Un trésor linguistique et ornithologique
Écrit par Louis Notari, qui fut conseiller d'État, cet ouvrage de 150 pages et 37 poésies n'est pas une simple description fantaisiste des passereaux locaux. Chaque volatile est replacé dans son énoncé linguistique grâce au recensement des dénominations locales propres. Ces appellations vernaculaires traduisent l'observation attentive des comportements, des chants, des couleurs ou des habitats des oiseaux, et témoignent de la manière dont la population d'antan avait acquis sa connaissance du vivant avant les classifications scientifiques contemporaines.
Le lecteur y découvre des noms comme « U viciu re » (le roitelet huppé), « L'aujelu büschœtu-minelu » (l'oiseau bleu), « A ra lódura » (l'alouette) ou « Ë rúndure » (les hirondelles). L'ouvrage, présenté par le président Claude Passet et annoté par le petit-fils Bernard Notari, est suivi de « Bülüghe munegasche ».

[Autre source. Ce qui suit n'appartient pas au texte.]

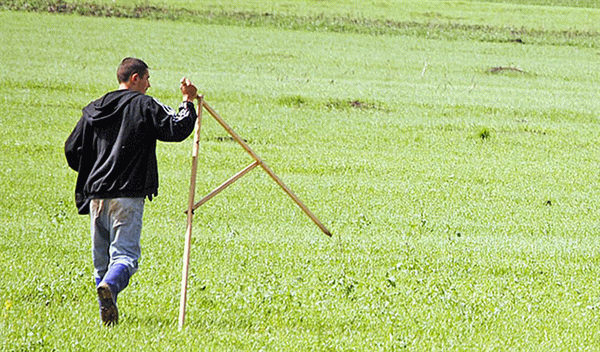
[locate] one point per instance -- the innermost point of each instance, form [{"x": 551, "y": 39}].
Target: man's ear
[{"x": 134, "y": 78}]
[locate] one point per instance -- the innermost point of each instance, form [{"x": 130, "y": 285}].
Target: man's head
[{"x": 133, "y": 75}]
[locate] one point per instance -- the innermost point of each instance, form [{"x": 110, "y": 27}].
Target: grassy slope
[{"x": 443, "y": 239}]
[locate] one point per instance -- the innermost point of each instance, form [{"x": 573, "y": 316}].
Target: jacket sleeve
[
  {"x": 74, "y": 145},
  {"x": 170, "y": 125}
]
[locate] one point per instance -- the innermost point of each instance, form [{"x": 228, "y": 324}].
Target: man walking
[{"x": 113, "y": 149}]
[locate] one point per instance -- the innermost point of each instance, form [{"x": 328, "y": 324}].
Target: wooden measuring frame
[{"x": 202, "y": 105}]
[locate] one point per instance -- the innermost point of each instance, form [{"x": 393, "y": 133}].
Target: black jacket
[{"x": 113, "y": 146}]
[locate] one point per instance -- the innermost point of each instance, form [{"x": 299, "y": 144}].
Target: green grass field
[{"x": 452, "y": 147}]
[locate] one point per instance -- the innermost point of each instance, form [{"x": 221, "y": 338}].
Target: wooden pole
[
  {"x": 266, "y": 168},
  {"x": 224, "y": 185},
  {"x": 190, "y": 215}
]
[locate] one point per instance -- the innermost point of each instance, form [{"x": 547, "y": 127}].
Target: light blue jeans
[{"x": 116, "y": 227}]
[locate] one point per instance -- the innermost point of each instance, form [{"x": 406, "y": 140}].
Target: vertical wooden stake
[{"x": 190, "y": 215}]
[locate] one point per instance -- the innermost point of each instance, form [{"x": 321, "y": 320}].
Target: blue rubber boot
[{"x": 115, "y": 280}]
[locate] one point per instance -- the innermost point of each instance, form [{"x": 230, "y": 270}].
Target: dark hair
[{"x": 129, "y": 66}]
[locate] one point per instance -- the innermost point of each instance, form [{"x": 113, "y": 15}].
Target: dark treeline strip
[{"x": 340, "y": 24}]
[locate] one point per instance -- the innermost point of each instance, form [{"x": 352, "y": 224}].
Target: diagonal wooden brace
[{"x": 260, "y": 162}]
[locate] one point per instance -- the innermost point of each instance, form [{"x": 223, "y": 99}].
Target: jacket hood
[{"x": 108, "y": 107}]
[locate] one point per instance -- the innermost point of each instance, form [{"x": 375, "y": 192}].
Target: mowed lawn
[{"x": 456, "y": 168}]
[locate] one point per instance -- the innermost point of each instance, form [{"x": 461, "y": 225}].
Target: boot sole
[{"x": 108, "y": 309}]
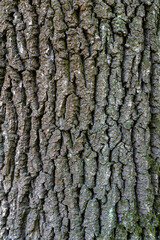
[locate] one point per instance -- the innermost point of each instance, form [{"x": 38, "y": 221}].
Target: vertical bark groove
[{"x": 79, "y": 119}]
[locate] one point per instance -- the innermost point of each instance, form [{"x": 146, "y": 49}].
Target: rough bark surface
[{"x": 79, "y": 119}]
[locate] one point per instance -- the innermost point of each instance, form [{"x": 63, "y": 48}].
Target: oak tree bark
[{"x": 79, "y": 119}]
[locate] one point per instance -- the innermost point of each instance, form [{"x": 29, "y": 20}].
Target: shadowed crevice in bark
[{"x": 79, "y": 120}]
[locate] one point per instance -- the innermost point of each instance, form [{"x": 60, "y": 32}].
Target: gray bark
[{"x": 79, "y": 119}]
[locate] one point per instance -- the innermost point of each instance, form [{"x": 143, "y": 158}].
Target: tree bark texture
[{"x": 79, "y": 119}]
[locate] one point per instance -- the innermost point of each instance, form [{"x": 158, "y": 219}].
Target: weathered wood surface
[{"x": 79, "y": 119}]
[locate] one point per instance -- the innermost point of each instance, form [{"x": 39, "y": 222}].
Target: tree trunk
[{"x": 79, "y": 119}]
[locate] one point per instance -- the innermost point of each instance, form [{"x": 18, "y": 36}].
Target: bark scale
[{"x": 79, "y": 119}]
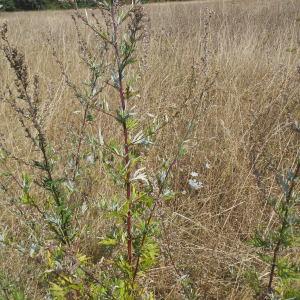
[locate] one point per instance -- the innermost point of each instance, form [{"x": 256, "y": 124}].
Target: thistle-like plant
[{"x": 51, "y": 184}]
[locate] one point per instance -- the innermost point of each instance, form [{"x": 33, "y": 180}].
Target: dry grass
[{"x": 244, "y": 131}]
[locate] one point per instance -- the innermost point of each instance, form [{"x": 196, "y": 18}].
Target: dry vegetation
[{"x": 244, "y": 134}]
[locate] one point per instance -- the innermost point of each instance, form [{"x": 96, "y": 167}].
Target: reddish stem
[{"x": 126, "y": 139}]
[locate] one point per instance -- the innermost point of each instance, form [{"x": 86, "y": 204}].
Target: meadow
[{"x": 246, "y": 133}]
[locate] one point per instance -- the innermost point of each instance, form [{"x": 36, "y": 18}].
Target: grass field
[{"x": 244, "y": 135}]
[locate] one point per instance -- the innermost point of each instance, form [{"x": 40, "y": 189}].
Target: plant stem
[
  {"x": 125, "y": 134},
  {"x": 283, "y": 228}
]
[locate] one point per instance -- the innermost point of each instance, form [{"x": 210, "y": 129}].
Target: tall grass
[{"x": 245, "y": 136}]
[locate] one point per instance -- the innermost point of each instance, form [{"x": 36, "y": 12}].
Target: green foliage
[
  {"x": 53, "y": 181},
  {"x": 10, "y": 289},
  {"x": 274, "y": 245}
]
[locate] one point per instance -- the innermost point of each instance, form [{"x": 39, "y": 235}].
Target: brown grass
[{"x": 244, "y": 131}]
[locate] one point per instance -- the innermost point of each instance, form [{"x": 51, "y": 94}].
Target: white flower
[{"x": 195, "y": 185}]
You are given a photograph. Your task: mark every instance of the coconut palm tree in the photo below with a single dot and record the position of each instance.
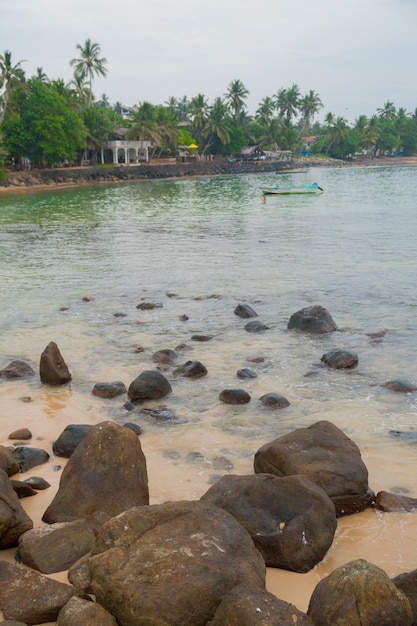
(89, 64)
(310, 105)
(288, 102)
(10, 76)
(235, 97)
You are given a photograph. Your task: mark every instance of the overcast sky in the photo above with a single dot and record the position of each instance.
(356, 54)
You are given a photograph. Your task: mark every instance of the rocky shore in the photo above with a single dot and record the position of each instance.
(66, 177)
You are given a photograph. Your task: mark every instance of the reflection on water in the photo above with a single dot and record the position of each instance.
(76, 264)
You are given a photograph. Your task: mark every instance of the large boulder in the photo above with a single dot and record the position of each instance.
(325, 455)
(150, 385)
(248, 607)
(52, 368)
(313, 319)
(359, 594)
(14, 521)
(29, 597)
(105, 476)
(55, 548)
(291, 521)
(172, 563)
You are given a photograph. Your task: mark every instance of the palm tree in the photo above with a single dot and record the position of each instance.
(217, 125)
(10, 76)
(89, 64)
(310, 104)
(288, 102)
(264, 111)
(388, 111)
(235, 97)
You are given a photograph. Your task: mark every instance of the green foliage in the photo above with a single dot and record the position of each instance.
(46, 130)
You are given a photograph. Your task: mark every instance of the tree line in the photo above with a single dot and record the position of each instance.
(48, 121)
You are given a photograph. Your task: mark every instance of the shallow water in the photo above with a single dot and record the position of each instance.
(199, 247)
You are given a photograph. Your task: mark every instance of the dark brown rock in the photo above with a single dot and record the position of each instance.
(8, 462)
(291, 521)
(29, 457)
(150, 385)
(70, 438)
(256, 327)
(248, 607)
(274, 401)
(339, 358)
(313, 319)
(389, 502)
(172, 563)
(359, 593)
(109, 390)
(53, 369)
(55, 548)
(80, 612)
(22, 434)
(324, 454)
(14, 521)
(29, 597)
(245, 311)
(17, 369)
(234, 396)
(105, 475)
(191, 369)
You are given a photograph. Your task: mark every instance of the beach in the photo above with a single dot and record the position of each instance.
(156, 248)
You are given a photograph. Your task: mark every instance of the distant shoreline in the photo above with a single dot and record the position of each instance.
(71, 178)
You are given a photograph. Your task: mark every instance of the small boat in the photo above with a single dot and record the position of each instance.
(286, 189)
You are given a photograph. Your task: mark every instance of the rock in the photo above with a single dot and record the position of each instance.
(53, 369)
(191, 369)
(358, 593)
(202, 338)
(109, 390)
(105, 475)
(29, 457)
(291, 521)
(256, 327)
(247, 607)
(313, 319)
(14, 521)
(234, 396)
(22, 490)
(151, 564)
(274, 401)
(8, 462)
(167, 357)
(79, 612)
(339, 358)
(149, 306)
(246, 373)
(400, 386)
(22, 434)
(245, 311)
(150, 385)
(55, 548)
(68, 440)
(37, 482)
(407, 584)
(17, 369)
(389, 502)
(325, 455)
(29, 597)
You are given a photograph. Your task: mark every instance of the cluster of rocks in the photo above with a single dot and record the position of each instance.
(189, 562)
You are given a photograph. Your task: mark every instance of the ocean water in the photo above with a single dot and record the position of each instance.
(76, 263)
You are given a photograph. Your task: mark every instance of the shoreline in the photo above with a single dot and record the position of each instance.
(79, 177)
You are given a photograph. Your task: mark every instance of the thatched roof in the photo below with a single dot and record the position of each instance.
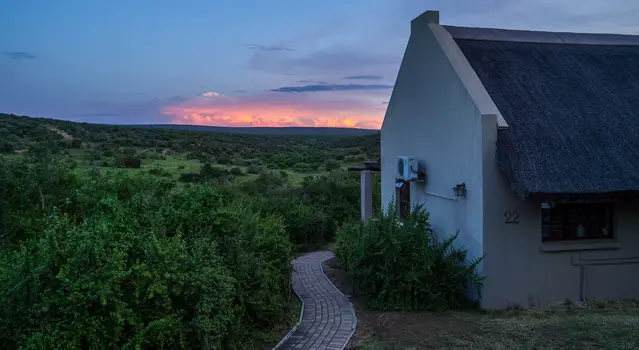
(572, 110)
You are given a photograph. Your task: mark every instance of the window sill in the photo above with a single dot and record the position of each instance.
(594, 244)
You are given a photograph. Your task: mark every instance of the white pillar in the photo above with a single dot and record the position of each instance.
(366, 182)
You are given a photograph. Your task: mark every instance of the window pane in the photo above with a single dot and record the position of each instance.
(564, 221)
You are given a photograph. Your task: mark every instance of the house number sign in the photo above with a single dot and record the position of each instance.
(512, 217)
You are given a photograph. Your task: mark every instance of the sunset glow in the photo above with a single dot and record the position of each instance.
(276, 110)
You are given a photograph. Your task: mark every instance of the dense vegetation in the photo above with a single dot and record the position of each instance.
(104, 144)
(146, 238)
(403, 265)
(116, 240)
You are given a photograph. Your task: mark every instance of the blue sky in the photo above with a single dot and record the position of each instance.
(279, 62)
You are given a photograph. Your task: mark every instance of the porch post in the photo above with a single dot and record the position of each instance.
(366, 183)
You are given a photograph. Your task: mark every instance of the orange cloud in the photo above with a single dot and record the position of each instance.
(277, 110)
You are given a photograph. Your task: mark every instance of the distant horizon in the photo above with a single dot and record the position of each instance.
(227, 64)
(197, 125)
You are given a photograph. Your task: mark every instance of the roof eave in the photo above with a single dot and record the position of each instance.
(465, 72)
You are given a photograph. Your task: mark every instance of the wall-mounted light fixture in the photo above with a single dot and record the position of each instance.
(460, 190)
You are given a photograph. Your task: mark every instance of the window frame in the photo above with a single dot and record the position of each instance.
(566, 237)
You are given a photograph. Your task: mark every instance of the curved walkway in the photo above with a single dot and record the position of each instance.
(328, 319)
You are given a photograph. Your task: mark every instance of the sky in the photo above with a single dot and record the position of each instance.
(240, 62)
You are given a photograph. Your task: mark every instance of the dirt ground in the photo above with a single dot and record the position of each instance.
(596, 326)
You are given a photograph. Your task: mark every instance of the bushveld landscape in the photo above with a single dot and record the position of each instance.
(147, 238)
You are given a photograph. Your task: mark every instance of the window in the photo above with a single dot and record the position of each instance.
(576, 221)
(403, 199)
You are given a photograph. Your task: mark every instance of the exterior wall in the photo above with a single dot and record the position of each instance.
(432, 117)
(522, 271)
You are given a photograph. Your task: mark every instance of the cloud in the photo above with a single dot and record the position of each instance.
(364, 77)
(333, 87)
(99, 115)
(268, 47)
(332, 62)
(18, 56)
(276, 109)
(307, 81)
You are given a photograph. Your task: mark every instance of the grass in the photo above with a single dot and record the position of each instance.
(598, 326)
(271, 339)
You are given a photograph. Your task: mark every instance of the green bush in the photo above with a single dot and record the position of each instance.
(307, 225)
(332, 165)
(190, 177)
(186, 272)
(128, 162)
(253, 169)
(208, 172)
(235, 171)
(403, 265)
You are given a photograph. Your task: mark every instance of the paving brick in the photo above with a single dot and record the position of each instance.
(328, 320)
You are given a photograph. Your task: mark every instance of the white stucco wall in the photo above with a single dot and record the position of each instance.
(431, 116)
(440, 113)
(520, 271)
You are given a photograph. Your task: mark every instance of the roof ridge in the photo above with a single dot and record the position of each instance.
(548, 37)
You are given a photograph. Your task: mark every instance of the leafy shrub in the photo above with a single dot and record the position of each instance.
(190, 177)
(235, 171)
(254, 170)
(307, 226)
(158, 171)
(6, 147)
(209, 171)
(76, 143)
(128, 162)
(332, 165)
(224, 160)
(404, 266)
(186, 272)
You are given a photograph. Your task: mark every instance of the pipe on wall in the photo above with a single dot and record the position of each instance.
(584, 263)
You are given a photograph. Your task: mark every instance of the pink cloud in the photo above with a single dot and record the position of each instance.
(279, 109)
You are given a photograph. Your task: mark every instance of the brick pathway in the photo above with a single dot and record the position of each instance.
(328, 320)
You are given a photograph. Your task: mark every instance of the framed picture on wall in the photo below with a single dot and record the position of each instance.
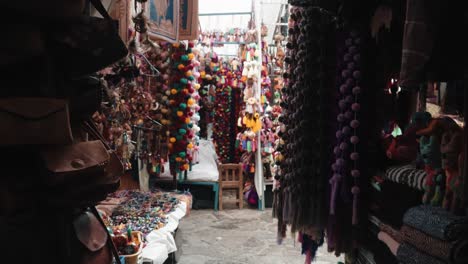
(163, 18)
(188, 20)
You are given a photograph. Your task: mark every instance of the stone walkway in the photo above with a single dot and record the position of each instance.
(239, 237)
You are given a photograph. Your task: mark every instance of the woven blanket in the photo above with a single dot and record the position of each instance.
(406, 174)
(436, 222)
(409, 255)
(395, 234)
(453, 252)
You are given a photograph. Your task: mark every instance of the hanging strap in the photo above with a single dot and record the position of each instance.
(100, 8)
(110, 243)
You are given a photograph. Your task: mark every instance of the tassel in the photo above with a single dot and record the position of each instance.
(438, 196)
(355, 191)
(334, 183)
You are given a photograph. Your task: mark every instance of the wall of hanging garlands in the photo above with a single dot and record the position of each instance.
(227, 104)
(183, 100)
(153, 101)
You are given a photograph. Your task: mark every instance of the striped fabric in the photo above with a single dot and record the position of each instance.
(408, 175)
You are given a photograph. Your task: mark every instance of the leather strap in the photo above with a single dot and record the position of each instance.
(100, 8)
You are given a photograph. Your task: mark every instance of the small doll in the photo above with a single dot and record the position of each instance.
(404, 148)
(429, 146)
(451, 148)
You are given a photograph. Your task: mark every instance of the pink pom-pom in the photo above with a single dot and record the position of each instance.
(345, 73)
(356, 107)
(337, 151)
(356, 90)
(338, 134)
(342, 104)
(355, 173)
(355, 124)
(357, 75)
(355, 190)
(354, 156)
(340, 162)
(354, 140)
(343, 89)
(340, 118)
(334, 167)
(343, 146)
(346, 130)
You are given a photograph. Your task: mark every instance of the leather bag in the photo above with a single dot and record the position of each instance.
(83, 173)
(34, 121)
(88, 45)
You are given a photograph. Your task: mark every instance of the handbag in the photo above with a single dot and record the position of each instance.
(92, 243)
(34, 121)
(83, 173)
(87, 45)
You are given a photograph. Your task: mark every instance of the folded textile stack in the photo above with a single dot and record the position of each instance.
(429, 235)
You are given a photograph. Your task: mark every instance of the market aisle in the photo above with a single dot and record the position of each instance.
(238, 236)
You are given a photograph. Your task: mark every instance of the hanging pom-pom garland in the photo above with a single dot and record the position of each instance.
(184, 106)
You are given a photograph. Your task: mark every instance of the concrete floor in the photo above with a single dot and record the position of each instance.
(239, 237)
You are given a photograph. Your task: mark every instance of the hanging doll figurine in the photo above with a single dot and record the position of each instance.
(405, 147)
(430, 155)
(451, 148)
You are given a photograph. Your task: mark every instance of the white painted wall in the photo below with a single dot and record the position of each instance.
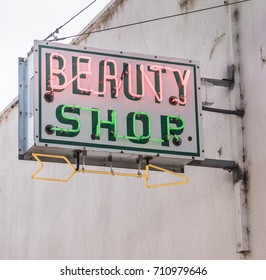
(101, 217)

Entre La Fontaine et la culture monégasque
La plume de Louis Notari est souvent comparée à celle de Jean de La Fontaine, mais leurs objectifs diffèrent. Le lettré du Grand Siècle s'intéresse aux travers humains, tandis que l'érudit du Rocher utilise la poésie vernaculaire pour observer ses semblables à travers le prisme de la société et de la culture monégasques, tout en transmettant une sagesse accessible.
Les oiseaux sont observés au sein de la canopée du bosquet de Saint-Martin, un lieu cher à l'auteur natif du Rocher. Cette double lecture, à la fois dialogue et dialectique, est enrichie par les commentaires de Stefano Lusito en introduction, dont le parcours scientifique a exploré les liens historiques et linguistiques entre la Ligurie, Monaco et la Provence orientale.
Un ouvrage pour la mémoire et la biodiversité
À une époque où la protection de la biodiversité et la transmission des patrimoines culturels deviennent des enjeux majeurs, « U libru d'i aujeli » rappelle que les oiseaux ne sont pas seulement des espèces à observer. Ils sont aussi les gardiens d'une mémoire, les témoins d'une histoire et les messagers d'une langue qui continue, à travers eux, de raconter Monaco.